By Nyunt Win
June 5, 2011
June 5, 2011
Mr Cheick Sidi Diarra, the UN’s High Representative for the Least Developed Countries, Landlocked Developing Countries and Small Island Developing States, was speaking on the sidelines of a development conference in Istanbul, Turkey, on May 12.
He said Myanmar would benefit greatly from adopting development policies in line with the Istanbul Program of Action for the Least Developed Countries in the coming decade.
These included raising a “trust fund” for future generations by setting aside up to 20 percent of the country’s national income, and dedicating another 25pc of the national income on infrastructure development and human capital enhancement, with the remaining 55pc going towards the “functions of the state”.
Other policies included focusing on boosting productive capacity in order to attract foreign investment – such as building infrastructure, investing in human capital and transferring knowledge.
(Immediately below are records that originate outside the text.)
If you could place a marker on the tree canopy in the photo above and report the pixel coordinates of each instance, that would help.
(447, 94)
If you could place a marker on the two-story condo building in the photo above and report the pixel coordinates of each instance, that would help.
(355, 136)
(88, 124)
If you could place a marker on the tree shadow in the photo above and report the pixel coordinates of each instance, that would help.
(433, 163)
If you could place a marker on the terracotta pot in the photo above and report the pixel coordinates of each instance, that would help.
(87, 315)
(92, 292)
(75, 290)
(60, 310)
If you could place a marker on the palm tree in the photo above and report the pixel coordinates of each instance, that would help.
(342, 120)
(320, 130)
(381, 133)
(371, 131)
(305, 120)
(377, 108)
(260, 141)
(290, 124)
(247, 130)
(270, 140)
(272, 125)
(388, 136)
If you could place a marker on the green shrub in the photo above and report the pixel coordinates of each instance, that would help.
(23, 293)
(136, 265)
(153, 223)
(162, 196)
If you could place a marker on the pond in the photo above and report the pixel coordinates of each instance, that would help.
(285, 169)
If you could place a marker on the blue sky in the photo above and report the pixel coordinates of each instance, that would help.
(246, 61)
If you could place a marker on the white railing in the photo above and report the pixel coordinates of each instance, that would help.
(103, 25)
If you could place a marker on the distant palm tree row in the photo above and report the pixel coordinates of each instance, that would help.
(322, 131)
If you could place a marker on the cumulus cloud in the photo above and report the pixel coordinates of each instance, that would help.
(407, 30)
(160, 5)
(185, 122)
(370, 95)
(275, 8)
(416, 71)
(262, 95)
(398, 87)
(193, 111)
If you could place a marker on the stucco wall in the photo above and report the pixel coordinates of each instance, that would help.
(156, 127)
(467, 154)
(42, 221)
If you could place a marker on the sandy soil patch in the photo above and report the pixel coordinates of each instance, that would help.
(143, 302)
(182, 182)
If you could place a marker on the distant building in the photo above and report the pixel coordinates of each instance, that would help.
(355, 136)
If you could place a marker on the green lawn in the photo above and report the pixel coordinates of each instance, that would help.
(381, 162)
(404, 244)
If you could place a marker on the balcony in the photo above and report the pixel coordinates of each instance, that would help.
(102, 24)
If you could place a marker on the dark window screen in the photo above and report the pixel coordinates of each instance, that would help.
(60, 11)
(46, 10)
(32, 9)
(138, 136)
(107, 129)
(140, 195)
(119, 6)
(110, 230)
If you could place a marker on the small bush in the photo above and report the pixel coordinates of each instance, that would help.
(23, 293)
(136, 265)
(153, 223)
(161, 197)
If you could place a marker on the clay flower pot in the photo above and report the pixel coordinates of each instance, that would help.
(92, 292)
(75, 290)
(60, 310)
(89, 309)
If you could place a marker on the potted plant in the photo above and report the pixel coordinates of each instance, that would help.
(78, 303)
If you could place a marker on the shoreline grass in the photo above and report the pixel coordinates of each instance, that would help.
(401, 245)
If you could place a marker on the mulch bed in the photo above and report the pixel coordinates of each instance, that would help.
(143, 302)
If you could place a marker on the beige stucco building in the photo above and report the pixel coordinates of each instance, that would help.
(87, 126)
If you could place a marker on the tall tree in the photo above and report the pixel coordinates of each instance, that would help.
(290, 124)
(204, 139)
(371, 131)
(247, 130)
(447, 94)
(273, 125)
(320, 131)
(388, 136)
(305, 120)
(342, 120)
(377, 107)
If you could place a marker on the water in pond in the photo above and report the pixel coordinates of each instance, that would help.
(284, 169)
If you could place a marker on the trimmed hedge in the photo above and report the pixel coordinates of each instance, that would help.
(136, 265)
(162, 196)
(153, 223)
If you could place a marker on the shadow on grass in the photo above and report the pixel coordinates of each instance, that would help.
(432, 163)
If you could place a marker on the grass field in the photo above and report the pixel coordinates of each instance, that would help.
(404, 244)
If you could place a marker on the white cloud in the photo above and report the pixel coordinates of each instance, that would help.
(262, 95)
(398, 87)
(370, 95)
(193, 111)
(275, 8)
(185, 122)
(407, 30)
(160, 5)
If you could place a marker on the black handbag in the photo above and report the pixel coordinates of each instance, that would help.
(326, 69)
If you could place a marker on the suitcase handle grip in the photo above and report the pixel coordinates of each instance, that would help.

Although Myanmar has not received “preferential treatment” from the World Bank, International Monetary Fund or Asia Development Bank for two decades, and although it receives less official development assistance than other LDCs, Mr Diarra said the UN could play a role as a negotiator between Myanmar and its development partners because the country is “in a process of launching a new face of its development”.
Mr Diarra also stressed the importance of diversifying the economy beyond the mining industry – which he said does not benefit everyone in the country – and adopting an inclusive policy of governance, which will pave the way for all national stakeholders take part in the country’s decision-making processes.
“I think [Myanmar is] in an excellent position to graduate by the end of the Istanbul Plan of Action’s duration, which is 10 years,” he said. “I can easily see [Myanmar, Cambodia and Laos] graduating out of the group of the LDCs during that course of the time.”